While many genetic markers have been identified as being associated with cardiovascular disease (CVD), it is unknown whether genetic screening improves a doctor’s ability to predict cardiac risk for events such as heart attack, stroke, coronary revascularization, or cardiovascular death.

Researchers from Brigham and Women’s Hospital (BWH) assessed the predictive ability of a comprehensive genetic risk score among more than 19,000 women enrolled in the BWH-based Women’s Genome Health Study. After more than a decade of follow-up, the researchers found that genetic screening offered very little beyond traditional factors such as age, blood pressure, smoking status and cholesterol. However, they also found that self-reported family history, such as parental history of heart attack before age 60, did provide useful information about risk. The findings appear in the February 17, 2009 issue of the Journal of the American Medical Association.
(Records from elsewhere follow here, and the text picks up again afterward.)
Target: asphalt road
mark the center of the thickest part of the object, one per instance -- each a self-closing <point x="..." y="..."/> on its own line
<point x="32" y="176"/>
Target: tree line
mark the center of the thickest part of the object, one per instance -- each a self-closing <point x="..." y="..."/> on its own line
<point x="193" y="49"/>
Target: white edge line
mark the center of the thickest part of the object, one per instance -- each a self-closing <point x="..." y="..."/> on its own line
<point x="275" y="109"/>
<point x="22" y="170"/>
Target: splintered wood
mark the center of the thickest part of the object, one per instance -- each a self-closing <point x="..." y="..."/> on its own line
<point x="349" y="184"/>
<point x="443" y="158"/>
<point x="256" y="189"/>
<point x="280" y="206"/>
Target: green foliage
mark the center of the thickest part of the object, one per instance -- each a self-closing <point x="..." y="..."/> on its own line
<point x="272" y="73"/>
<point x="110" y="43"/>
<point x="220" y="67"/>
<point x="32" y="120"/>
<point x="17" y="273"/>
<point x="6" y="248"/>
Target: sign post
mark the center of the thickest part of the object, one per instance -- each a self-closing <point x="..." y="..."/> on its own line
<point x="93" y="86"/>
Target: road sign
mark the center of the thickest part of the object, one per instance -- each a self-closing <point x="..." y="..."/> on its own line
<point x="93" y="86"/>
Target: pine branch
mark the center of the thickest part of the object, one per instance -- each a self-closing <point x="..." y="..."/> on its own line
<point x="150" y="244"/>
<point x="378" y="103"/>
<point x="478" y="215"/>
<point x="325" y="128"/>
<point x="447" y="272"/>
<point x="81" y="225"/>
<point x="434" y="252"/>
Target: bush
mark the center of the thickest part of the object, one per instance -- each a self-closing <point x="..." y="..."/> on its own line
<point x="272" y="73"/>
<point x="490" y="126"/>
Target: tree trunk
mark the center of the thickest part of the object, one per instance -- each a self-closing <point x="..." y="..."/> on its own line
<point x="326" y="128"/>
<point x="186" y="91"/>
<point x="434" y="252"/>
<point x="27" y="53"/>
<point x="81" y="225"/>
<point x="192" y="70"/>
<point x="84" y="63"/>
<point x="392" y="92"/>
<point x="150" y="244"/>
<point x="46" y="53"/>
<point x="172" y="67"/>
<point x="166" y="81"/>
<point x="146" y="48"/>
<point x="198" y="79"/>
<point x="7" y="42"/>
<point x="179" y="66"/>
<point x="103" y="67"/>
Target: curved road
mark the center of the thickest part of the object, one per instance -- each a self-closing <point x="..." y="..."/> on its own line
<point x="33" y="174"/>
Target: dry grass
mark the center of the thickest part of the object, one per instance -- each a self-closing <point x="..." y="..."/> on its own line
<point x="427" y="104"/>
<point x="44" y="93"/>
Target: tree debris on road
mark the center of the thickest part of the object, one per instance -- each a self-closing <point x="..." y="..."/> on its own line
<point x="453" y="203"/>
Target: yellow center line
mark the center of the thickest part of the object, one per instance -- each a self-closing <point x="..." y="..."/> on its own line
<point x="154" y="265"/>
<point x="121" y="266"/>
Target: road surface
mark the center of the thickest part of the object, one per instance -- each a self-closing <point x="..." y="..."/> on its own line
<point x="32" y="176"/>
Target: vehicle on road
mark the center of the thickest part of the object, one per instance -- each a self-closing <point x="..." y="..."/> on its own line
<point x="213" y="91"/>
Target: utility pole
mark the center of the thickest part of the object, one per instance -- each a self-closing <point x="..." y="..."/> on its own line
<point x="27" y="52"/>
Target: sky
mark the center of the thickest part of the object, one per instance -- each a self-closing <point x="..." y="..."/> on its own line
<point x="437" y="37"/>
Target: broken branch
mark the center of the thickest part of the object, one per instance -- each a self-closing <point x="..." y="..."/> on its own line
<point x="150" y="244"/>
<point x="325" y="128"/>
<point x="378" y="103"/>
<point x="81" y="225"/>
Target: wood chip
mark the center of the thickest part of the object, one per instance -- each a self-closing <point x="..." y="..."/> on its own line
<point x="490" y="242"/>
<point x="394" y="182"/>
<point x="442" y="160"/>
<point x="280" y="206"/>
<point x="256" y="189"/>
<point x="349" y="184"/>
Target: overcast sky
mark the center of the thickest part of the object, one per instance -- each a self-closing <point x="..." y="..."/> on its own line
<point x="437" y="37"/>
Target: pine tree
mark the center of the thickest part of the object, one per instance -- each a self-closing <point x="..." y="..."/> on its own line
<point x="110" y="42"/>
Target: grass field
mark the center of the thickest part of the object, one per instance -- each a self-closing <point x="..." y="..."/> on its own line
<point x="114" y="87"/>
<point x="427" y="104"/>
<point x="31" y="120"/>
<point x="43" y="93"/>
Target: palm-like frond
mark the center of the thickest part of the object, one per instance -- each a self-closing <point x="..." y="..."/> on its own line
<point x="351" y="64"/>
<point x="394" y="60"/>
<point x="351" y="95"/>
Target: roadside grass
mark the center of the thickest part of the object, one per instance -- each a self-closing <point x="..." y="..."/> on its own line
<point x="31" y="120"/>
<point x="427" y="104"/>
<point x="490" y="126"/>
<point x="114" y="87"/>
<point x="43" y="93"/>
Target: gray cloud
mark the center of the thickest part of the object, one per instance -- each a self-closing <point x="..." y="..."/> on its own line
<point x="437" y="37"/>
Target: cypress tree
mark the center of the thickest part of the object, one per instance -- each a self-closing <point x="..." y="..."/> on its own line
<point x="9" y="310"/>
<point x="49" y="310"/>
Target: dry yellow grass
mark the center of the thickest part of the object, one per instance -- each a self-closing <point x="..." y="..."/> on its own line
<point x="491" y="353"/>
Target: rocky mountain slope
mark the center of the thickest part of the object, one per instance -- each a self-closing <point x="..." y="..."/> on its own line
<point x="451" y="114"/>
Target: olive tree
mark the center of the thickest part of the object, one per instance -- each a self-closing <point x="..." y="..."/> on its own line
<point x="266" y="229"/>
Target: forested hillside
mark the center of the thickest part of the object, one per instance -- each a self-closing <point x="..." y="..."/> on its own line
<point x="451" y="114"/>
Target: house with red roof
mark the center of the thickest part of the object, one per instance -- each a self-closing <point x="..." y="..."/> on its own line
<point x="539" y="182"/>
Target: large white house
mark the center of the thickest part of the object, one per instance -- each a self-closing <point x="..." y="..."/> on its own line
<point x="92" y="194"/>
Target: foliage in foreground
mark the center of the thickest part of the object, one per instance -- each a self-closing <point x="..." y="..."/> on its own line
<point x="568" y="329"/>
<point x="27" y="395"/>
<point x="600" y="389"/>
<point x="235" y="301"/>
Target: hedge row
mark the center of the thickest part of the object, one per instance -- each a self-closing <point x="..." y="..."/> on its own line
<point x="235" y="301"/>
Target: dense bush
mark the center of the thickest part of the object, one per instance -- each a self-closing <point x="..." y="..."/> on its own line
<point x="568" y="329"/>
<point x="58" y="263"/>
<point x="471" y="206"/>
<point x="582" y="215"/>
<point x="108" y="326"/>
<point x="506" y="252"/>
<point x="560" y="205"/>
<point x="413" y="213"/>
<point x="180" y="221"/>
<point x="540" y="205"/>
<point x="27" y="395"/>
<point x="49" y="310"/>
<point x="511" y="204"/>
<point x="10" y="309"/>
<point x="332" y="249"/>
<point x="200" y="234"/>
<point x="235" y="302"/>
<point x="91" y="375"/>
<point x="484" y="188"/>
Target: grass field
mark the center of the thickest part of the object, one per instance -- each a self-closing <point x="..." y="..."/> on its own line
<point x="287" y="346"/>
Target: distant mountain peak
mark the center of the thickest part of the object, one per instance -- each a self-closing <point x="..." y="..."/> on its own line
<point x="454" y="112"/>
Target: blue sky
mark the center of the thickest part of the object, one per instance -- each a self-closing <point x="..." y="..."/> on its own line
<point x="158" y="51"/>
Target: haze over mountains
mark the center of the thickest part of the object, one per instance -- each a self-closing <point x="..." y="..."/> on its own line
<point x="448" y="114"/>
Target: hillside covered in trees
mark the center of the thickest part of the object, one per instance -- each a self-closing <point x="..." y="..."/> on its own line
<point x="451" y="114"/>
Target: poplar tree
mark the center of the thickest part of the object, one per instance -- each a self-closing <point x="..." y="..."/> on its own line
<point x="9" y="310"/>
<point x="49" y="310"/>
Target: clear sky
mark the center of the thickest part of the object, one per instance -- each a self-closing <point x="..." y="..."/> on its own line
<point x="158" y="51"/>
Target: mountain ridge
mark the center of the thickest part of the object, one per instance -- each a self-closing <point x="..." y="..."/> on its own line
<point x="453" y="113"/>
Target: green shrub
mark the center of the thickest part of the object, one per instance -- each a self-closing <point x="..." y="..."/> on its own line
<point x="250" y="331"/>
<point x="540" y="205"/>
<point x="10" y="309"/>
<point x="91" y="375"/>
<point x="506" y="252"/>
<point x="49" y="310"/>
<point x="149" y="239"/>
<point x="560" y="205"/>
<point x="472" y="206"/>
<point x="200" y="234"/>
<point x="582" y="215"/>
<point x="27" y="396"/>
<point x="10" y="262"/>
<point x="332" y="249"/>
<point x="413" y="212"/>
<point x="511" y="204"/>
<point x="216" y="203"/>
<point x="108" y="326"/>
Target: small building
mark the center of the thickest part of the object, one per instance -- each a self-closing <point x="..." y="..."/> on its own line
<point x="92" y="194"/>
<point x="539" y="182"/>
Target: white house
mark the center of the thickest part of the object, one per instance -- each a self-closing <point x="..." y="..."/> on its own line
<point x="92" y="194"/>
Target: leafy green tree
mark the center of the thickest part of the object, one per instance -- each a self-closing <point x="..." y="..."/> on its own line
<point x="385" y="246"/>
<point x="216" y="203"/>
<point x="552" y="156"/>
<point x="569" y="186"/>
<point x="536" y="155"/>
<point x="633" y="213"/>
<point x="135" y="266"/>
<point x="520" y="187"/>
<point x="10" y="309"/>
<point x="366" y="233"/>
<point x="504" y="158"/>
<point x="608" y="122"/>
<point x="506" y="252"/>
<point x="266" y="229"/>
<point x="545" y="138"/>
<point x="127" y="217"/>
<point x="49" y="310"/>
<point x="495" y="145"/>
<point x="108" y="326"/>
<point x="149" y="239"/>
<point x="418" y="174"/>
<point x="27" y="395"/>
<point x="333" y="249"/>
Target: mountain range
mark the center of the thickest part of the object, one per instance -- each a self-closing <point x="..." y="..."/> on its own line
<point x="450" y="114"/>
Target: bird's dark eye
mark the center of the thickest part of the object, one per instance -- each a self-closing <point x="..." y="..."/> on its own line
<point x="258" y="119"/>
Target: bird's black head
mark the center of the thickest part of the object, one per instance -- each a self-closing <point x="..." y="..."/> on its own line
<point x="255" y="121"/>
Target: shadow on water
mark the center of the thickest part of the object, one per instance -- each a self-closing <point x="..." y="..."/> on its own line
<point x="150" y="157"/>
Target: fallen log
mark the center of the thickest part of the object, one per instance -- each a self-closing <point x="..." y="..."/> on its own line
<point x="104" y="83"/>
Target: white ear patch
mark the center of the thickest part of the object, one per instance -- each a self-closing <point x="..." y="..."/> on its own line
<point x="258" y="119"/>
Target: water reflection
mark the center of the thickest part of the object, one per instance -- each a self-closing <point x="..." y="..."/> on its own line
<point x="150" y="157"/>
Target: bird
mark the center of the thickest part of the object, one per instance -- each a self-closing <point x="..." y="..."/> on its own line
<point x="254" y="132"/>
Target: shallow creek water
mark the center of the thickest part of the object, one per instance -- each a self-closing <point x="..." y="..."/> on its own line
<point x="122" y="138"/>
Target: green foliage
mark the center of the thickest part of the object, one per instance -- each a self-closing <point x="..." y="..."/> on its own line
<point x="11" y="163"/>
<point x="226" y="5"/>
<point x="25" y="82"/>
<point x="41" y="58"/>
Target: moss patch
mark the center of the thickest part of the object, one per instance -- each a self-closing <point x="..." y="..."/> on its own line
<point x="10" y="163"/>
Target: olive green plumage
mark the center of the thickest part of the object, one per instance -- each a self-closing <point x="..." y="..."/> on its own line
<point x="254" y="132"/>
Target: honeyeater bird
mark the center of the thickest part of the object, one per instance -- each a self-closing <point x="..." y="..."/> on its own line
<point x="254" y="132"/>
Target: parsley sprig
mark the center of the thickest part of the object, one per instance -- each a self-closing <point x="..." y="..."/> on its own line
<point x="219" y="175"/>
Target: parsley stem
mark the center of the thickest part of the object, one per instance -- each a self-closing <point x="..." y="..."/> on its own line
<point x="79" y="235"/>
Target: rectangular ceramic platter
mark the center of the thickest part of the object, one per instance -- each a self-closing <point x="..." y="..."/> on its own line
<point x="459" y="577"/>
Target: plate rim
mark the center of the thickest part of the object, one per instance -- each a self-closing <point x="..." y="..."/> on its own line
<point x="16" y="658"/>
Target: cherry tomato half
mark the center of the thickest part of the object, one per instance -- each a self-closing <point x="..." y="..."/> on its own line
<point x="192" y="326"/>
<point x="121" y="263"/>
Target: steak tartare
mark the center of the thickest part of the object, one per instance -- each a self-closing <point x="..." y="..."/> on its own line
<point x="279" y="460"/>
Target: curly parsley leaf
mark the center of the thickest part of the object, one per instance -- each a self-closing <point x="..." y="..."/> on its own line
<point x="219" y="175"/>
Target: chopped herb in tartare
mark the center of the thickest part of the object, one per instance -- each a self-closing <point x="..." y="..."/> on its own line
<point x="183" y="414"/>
Mining results from prior genome wide association studies (GWAS) conducted by researchers worldwide that are catalogued by the National Human Genome Research Institute, the BWH researchers developed two genetic risk scores; one based on 12 genetic markers known to be linked to CVD and another including an additional 89 genetic markers linked to traditional risk factors such as blood pressure and cholesterol levels, among others.

The genetic risk scores were then tested among 19,313 initially healthy women from the BWH-based Women’s Genome Health Study (WGHS) who were followed over a 12 year period for the development of heart attacks, stroke, the need for coronary revascularization, or cardiovascular death. The researchers tested the predictive ability of the genetic information alone as well as in combination with known traditional risk factors, and compared the genetic information to self-reported family history of heart attack among the study participants.

Overall, the researchers found that the genetic data marginally predicted risk on its own but had almost no clinical utility once traditional risk factors were also considered. On the other hand, simply knowing whether or not a parent had suffered from a heart attack before age 60 was informative about future risk.

“While genetic testing is becoming more and more available, it may be that for now the most useful way to learn about your genetic risk for cardiovascular disease is still to talk to your parents,” said Nina Paynter, PhD, researcher in the Center for Cardiovascular Disease Prevention at BWH. “Family history brings together not only shared genetics, but also shared behaviors and environmental factors.”

Dr. Paul Ridker, director of the Center for Cardiovascular Disease Prevention at BWH and principal investigator of the WGHS added, “Understanding genetics and its role in chronic disease remains absolutely vital for developing new therapies and new approaches to treatment. Our data in no way undermine those efforts. However, it is sobering to find that the current body of genetic data adds little to our ability to predict cardiovascular disease.”